Улькиорра поднялся, стряхивая остатки наваждения, и принялся собирать по округе высохшие кости Пустых, чтобы соорудить из них высокий погребальный костер, намереваясь похоронить ее, как забытую, обедневшую, преданную последователями языческую богиню, для ложа которой нет ни расшитого золотом савана, ни посеребренного клинка, ни жертвенной крови животных. О, если бы только здесь было море цветов! Он бы принес их все, чтобы украсить жухлые, побуревшие от крови волосы Химе, отрицая ее смерть как нечто противоестественное, зная, что та стала бы сердиться за сорванные, увядшие травы. Еще раз коснувшись бледных губ, запоминая их холод, он поднял тело и осторожно, словно живое дитя, уложил внутрь остова гигантского Пустого, спрыгнул вниз и, наконец, поджег слабым серо, наблюдая, как в алом пламени полыхает душа Улькиорры.

Сифер решился покинуть плато, лишь когда истлел последний уголь кострища. Он тщательно перемешал золу с песком, стремясь скрыть любые возможные следы оставшейся реацу Орихиме и, едва передвигая ноги от усталости и голода, направился к дому. Вернувшись к концу следующего дня, спустя почти сутки после своей самовольной отлучки из дворца, он еще долго стоял на пороге комнаты, не решаясь открыть дверь, надеясь частью сознания, что это гипноз Кьека Суйгетсу и пленница по-прежнему ждет его внутри. Сколько прошло времени, когда он был здесь последний раз… Казалось, вечность. Лица встречных арранкар превратились в восковые маски, слова Айзена, что рефреном звучали в мозгу, давно обесценились, стали дешевле бумаги. Тот рождал бессвязные многозвучия, бессмысленные, пустые, и Сифер не слышал их больше, потому что его сердце звучало в ином ритме. И только она была настоящей, только Орихиме не пропитана пространственной ложью, которой так много, что становится удушливо душно и нечем дышать. Он так тянулся к ней, вечно голодный, несчастный, так желал познать, наполниться ей до краев, что, даже приложив неистовые усилия, не смог бы скрыть свое вожделение и жажду. Он все стоял у двери, сжимая в ладони ее заколки — единственное, что осталось от Принцессы, зная, что и их могут забрать для исследований, услышав внутри остатки реацу, ощущая потребность спрятаться, забиться в сердце кварцевых деревьев, заходясь стенаниями, чтобы однажды перестать существовать.

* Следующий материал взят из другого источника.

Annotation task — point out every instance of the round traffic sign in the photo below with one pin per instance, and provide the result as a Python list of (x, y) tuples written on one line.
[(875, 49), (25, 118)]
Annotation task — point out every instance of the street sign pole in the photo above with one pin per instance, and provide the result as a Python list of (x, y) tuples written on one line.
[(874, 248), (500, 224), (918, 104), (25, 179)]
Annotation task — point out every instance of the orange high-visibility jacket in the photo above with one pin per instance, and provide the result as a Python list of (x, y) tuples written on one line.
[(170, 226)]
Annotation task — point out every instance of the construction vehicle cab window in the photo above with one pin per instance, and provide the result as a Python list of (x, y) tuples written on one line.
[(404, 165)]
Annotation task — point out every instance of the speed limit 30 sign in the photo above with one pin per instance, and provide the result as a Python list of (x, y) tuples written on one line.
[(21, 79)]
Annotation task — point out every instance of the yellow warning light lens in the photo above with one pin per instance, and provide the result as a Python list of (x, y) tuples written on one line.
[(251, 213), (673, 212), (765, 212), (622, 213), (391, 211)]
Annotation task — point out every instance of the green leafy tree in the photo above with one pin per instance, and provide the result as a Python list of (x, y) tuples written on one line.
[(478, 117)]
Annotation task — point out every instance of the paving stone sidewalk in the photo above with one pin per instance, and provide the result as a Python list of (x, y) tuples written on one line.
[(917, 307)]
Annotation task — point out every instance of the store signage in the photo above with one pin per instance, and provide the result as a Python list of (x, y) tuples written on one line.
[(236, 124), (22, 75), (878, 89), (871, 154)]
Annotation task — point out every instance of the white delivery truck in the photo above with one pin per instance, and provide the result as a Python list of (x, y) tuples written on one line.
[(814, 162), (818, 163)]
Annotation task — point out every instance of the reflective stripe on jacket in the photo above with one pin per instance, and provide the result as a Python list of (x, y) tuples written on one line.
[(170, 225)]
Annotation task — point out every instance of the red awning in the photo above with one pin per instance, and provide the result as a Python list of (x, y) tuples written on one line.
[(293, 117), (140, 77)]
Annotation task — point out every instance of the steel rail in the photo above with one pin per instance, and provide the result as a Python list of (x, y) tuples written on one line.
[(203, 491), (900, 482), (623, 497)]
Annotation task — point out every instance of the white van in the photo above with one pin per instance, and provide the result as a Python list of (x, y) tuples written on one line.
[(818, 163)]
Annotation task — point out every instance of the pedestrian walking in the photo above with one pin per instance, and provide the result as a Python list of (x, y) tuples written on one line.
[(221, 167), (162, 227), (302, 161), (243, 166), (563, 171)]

Ведь когда ничего нет, то нечего и терять.

Время мириадами звезд по капле стекало в ничто с огрубевших, изъеденных песчаным ветром пальцев, омертвевшее, не наделенное больше приливами радости и ожидания время, что могло быть у них с Орихиме.

Глава опубликована: 17.07.2024

Глава VI

Глава VI

Дни поползли пустынные, обманчиво мягкие, обрывочные, как тело бархатной осени, с запахом скорого разложения, тлена, гниение трав, которые так любила когда-то женщина, множилось в хрупком внезапно замке, предвещая наступление неизбежного окончания времен. Сифер словно прозрел окончательно и видел никому недоступное, сокрытое, умело игнорируемое разумом. И дело было в этот раз не в способностях, а обретенной ясности представлений Владыки относительно будущего Уэко Мундо и его последователей. Видел вместо товарищей лишь полупрозрачные, обманутые обещанием власти объекты с признаками страха и одичалости в глазах, да и сам полубог со свитой вдруг обезличился, превратился в тряпичную куклу в руках гениальности, что, как дамоклов меч, висела над ним, и неутоленной жажды преобразований. Улькиорра бродил между колоннами, плодовыми деревьями в оранжерее, стеллажами книг в библиотеке, отсчитывая дни до наступления на Сейрейтей, изнывая, не находя себе применения, не видя больше ценности ни в связях с Эспадой, ни в жизни в пустыне, ни в учении Айзена. Философия надломилась, покрылась трещинами, стала пропускать лучи настоящего солнца, готовая переродиться во что-то более цельное, обещавшее мудрость миров, всезнание, нужна была лишь помощь, путь, проложенный пленницей. Только ни Орихиме, ни Ичиго не было больше, и любопытному Сиферу никто не протянет руки. Он чувственно касался поверхности камня, пытаясь разглядеть в пыльных лучах образ женщины, отмечая, что иллюзорное светило не греет, путаясь в мыслях, проводя время в бездействии, не имея ориентиров больше, не читал ни книг, ни докладов. Дни ложились на мягкий, впалый живот, сиротливо жались к бокам, дышали смрадом одиночества, бесформенные, плазмообразные, сочащиеся отупляющим унынием. Улькиорра без особого энтузиазма выполнял свои обязанности, впрочем и упрекнуть его было не в чем. Иногда он пропускал собрания Эспады под предлогом работы с новыми данными из Общества Душ. Или просто не хотел больше слушать пространные речи Владыки. Иногда не появлялся во дворце по несколько дней. Иногда засыпал прямо на крыше, куда выбирался, стремясь избавиться от скованности, тесноты, что заключал в себе купол.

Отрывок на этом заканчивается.